Selain itu, Ruchi Ruuh menyampaikan bahwa menghadapi kekerasan dimulai dengan mengamati pola-pola ini dan mengakui bahwa Anda mungkin bersama pasangan yang kasar.

“Apa pun yang dikatakan pelaku kekerasan, jangan pernah mengisolasi diri dari dukungan. Pastikan Anda dapat berbicara dengan aman kepada seseorang yang memahami situasi Anda. Selain itu, didiklah diri Anda sendiri tentang bagaimana orang melakukan kekerasan; sebagian besar korban menganggap perilaku kekerasan sebagai hal yang wajar, dan pendidikan ini dapat membuka mata mereka untuk melawannya,” katanya.

Tidak semuanya terlalu berisik dan mencolok. Ada beberapa tanda kecil seperti perilaku pasif-agresif, kritik terhadap hal-hal kecil, serta lelucon dan komentar yang terasa seperti serangan yang tidak boleh diabaikan.

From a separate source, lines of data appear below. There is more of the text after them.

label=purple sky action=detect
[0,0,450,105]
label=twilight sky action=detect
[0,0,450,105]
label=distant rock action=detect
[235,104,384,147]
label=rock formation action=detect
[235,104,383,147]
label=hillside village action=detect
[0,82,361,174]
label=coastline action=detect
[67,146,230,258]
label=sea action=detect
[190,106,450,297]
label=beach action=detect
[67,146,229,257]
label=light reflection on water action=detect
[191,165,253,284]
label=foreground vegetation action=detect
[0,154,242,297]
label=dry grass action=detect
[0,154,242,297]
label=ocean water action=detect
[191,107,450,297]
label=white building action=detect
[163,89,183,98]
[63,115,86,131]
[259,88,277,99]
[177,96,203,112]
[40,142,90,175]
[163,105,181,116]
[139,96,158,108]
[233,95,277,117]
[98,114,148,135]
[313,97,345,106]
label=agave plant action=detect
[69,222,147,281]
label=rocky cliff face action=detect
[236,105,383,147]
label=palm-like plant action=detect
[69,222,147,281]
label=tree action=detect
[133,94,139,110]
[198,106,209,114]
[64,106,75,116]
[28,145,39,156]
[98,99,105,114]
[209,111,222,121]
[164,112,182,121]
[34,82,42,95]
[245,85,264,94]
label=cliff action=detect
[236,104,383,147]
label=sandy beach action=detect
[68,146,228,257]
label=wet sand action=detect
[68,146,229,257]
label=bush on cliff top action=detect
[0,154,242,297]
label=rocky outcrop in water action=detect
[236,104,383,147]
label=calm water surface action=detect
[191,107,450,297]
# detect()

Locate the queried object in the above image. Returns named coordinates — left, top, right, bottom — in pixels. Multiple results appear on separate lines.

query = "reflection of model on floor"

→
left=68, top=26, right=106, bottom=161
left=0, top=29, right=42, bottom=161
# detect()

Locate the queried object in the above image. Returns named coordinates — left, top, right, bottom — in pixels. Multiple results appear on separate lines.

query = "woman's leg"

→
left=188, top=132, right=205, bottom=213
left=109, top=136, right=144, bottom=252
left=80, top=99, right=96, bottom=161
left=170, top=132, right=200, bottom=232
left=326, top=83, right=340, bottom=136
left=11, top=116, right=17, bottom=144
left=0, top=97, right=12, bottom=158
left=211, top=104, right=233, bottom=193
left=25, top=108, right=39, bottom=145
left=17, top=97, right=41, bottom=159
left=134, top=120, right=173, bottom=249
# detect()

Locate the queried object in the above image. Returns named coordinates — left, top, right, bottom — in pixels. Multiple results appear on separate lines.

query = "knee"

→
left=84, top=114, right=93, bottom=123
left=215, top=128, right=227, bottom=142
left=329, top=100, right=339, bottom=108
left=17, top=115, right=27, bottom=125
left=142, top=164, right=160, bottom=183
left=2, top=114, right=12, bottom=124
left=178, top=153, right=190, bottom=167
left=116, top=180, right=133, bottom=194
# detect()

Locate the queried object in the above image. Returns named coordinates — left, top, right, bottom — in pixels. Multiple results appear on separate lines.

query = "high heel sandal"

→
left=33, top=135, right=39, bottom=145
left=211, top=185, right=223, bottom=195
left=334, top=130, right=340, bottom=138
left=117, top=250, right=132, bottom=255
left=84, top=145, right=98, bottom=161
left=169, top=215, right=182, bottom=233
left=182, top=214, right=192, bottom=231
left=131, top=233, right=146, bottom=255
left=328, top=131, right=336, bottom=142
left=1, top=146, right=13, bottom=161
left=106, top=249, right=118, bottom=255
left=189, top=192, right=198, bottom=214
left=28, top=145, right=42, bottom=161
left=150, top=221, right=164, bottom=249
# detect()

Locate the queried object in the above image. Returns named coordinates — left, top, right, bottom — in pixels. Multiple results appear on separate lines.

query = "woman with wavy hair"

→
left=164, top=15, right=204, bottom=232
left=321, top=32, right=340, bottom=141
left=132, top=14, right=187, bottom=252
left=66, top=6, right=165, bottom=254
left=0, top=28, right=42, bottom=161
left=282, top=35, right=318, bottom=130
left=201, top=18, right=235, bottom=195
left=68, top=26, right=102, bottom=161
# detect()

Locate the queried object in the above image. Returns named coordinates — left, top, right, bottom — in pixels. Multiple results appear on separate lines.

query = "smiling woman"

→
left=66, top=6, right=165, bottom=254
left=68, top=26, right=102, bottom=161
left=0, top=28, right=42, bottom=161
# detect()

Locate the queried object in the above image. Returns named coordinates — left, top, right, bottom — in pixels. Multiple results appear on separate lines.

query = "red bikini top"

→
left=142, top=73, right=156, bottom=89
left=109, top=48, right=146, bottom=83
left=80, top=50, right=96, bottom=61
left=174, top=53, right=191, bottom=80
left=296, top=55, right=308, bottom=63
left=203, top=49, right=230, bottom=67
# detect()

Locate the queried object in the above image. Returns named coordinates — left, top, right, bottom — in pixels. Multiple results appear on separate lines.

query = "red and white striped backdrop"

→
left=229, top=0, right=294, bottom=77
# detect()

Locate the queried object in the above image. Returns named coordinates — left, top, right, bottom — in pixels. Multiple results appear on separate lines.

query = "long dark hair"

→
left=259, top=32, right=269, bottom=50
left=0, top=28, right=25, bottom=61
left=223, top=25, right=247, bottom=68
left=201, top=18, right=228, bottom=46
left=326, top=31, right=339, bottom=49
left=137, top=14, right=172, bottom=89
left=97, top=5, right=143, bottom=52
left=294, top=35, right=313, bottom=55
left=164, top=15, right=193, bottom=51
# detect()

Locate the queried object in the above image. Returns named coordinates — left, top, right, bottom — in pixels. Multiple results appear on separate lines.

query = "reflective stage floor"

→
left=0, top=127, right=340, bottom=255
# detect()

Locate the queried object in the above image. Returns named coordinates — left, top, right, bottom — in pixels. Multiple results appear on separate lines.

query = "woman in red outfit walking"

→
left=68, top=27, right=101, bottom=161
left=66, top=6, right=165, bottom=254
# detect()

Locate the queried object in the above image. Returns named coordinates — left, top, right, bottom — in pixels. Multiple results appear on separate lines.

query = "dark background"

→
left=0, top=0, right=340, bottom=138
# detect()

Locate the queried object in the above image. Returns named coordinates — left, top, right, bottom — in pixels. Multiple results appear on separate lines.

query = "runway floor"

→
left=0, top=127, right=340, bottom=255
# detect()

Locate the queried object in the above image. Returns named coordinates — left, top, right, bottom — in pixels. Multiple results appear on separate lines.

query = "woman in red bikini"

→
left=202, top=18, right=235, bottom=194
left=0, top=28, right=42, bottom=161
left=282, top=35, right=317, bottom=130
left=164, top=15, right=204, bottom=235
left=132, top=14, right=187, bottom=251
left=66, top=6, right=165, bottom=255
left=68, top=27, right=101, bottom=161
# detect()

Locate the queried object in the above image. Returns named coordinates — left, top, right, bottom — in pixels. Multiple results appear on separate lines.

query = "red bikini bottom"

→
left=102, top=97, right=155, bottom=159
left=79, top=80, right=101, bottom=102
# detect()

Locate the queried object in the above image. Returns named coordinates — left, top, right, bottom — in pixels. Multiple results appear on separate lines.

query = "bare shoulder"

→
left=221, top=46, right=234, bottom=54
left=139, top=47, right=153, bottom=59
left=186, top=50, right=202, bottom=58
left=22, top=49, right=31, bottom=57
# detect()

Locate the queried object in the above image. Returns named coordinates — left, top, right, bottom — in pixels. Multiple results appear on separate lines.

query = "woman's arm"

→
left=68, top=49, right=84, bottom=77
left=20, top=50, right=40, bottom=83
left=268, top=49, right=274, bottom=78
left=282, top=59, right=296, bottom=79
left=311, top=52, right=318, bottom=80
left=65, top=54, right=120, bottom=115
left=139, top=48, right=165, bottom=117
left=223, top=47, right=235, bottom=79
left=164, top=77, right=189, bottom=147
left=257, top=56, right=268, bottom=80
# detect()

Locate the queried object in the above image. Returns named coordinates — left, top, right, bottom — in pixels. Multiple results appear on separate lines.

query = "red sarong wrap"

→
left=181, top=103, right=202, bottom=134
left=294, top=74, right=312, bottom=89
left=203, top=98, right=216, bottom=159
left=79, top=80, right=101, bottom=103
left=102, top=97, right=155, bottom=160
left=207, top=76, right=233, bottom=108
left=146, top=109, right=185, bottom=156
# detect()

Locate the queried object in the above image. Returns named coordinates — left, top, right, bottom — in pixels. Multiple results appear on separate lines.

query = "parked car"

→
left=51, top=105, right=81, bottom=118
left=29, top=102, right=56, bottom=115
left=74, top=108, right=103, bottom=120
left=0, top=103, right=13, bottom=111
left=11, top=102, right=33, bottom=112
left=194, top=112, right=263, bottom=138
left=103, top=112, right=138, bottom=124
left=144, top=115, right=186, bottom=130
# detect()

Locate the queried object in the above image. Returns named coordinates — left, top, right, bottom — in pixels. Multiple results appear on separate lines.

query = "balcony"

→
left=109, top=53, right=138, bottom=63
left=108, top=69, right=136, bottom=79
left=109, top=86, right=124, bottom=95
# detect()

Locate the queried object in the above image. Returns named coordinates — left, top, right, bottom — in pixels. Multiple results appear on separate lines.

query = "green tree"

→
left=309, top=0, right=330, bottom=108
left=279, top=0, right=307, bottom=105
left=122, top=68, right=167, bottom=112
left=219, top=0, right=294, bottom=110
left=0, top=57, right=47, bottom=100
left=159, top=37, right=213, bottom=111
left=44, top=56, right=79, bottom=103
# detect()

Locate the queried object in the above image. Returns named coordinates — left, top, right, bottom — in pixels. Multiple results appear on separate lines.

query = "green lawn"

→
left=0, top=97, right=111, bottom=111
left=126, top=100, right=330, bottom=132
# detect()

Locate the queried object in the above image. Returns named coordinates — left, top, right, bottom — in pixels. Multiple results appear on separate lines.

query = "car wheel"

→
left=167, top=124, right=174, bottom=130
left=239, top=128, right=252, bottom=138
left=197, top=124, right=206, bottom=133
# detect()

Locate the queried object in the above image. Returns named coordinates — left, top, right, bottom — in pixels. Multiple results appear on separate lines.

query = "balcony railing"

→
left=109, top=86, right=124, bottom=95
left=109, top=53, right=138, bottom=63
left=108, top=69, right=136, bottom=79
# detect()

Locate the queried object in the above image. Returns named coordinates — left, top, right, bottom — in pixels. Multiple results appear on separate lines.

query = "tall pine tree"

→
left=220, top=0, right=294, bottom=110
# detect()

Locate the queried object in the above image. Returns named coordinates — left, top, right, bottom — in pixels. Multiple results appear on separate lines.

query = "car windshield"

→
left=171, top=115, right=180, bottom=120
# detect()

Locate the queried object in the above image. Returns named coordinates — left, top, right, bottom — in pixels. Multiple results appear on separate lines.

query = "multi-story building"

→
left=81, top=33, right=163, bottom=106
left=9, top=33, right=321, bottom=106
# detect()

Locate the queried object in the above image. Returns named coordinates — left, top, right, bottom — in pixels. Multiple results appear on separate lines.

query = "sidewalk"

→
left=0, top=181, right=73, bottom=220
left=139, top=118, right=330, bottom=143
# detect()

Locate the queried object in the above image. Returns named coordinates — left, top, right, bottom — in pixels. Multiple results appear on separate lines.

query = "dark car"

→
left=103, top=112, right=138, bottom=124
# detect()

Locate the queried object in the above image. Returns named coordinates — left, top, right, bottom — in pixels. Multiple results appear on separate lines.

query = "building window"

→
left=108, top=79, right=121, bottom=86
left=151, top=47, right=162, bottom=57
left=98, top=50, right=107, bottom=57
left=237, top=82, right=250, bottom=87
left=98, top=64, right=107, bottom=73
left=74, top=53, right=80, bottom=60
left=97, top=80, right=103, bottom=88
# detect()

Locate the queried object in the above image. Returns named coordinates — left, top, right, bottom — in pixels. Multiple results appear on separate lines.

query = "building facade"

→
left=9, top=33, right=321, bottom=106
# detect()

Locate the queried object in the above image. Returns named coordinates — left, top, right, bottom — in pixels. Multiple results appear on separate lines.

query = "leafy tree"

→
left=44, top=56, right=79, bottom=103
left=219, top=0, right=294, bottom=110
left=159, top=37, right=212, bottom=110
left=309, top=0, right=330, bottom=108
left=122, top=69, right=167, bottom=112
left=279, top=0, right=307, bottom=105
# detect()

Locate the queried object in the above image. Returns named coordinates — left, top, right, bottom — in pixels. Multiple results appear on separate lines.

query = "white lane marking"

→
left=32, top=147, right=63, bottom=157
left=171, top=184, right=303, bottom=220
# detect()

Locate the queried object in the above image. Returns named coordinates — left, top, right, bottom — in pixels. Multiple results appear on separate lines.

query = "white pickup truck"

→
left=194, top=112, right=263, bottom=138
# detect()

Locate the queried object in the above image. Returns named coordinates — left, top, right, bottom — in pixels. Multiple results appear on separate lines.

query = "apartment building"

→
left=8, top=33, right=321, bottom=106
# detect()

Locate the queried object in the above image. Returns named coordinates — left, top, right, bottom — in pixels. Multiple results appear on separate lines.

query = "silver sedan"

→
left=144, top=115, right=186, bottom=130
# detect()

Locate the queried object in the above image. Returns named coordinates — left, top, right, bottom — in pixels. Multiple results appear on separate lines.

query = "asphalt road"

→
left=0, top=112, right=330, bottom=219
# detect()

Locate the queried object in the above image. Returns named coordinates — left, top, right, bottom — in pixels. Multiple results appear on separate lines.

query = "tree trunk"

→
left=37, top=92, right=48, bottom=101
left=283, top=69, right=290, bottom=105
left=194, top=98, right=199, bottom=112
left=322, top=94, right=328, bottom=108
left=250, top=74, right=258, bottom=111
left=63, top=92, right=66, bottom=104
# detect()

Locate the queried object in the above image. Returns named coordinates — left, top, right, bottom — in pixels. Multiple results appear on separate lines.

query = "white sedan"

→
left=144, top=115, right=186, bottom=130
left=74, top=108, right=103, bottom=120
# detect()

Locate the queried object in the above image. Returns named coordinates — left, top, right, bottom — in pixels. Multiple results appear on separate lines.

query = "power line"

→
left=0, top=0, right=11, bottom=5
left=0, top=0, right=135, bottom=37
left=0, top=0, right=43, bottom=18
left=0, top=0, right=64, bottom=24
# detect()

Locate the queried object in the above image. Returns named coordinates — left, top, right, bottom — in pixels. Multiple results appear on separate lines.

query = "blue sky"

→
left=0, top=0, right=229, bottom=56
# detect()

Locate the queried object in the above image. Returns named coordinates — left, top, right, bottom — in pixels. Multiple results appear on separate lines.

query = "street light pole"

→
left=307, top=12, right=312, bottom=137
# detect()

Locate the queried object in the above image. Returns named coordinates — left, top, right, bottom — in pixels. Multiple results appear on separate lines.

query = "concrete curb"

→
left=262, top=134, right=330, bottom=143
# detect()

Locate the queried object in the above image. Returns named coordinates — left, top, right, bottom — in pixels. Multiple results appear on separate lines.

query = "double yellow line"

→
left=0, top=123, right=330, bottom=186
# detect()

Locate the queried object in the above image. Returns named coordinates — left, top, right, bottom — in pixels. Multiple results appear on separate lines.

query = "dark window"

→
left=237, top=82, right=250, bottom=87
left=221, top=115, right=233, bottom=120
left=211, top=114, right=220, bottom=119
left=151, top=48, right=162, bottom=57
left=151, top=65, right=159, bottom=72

Seringkali, mengakhiri hubungan atau menjauh dari pelaku kekerasan bukanlah suatu pilihan. Ingatlah hal-hal berikut untuk melindungi diri Anda:

  • Dokumentasikan itu: Ini bisa berupa pencatatan jurnal atau rekaman audio. Ini akan membantu Anda memahami polanya nanti saat fase bulan madu dimulai lagi.
  • Mencari dukungan: Bisa jadi terapis, teman, atau anggota keluarga. Mendapatkan dukungan, kasih sayang, dan sudut pandang baru terhadap berbagai hal dapat membantu Anda berpikir jernih.
  • Tetapkan batasan: Batasan dapat berarti jarak fisik, bersikap tegas terhadap perilaku yang tidak dapat diterima, atau bahkan menjaga jarak secara emosional.

“Apa pun bentuk kekerasannya, selalu persiapkan rencana keselamatan yang dapat membantu Anda keluar dari situasi kekerasan tersebut bila diperlukan,” sebut Ruuh.

Saat menghadapi pelecehan, penting untuk tidak merasa sendirian. Menghentikan pelecehan juga melibatkan penanganan masalah kesehatan mental dan emosional Anda. Sangat penting untuk meningkatkan harga diri dan mengenali nilai diri Anda.

“Jangan hanya diam dan bersabar. Ambil keputusan yang tepat dan bertindaklah dengan penuh kesadaran. Anda tidak akan bisa menghindarinya jika terus-terusan menahannya; itu akan berlangsung selamanya,” pungkas Priyanka Kapoor.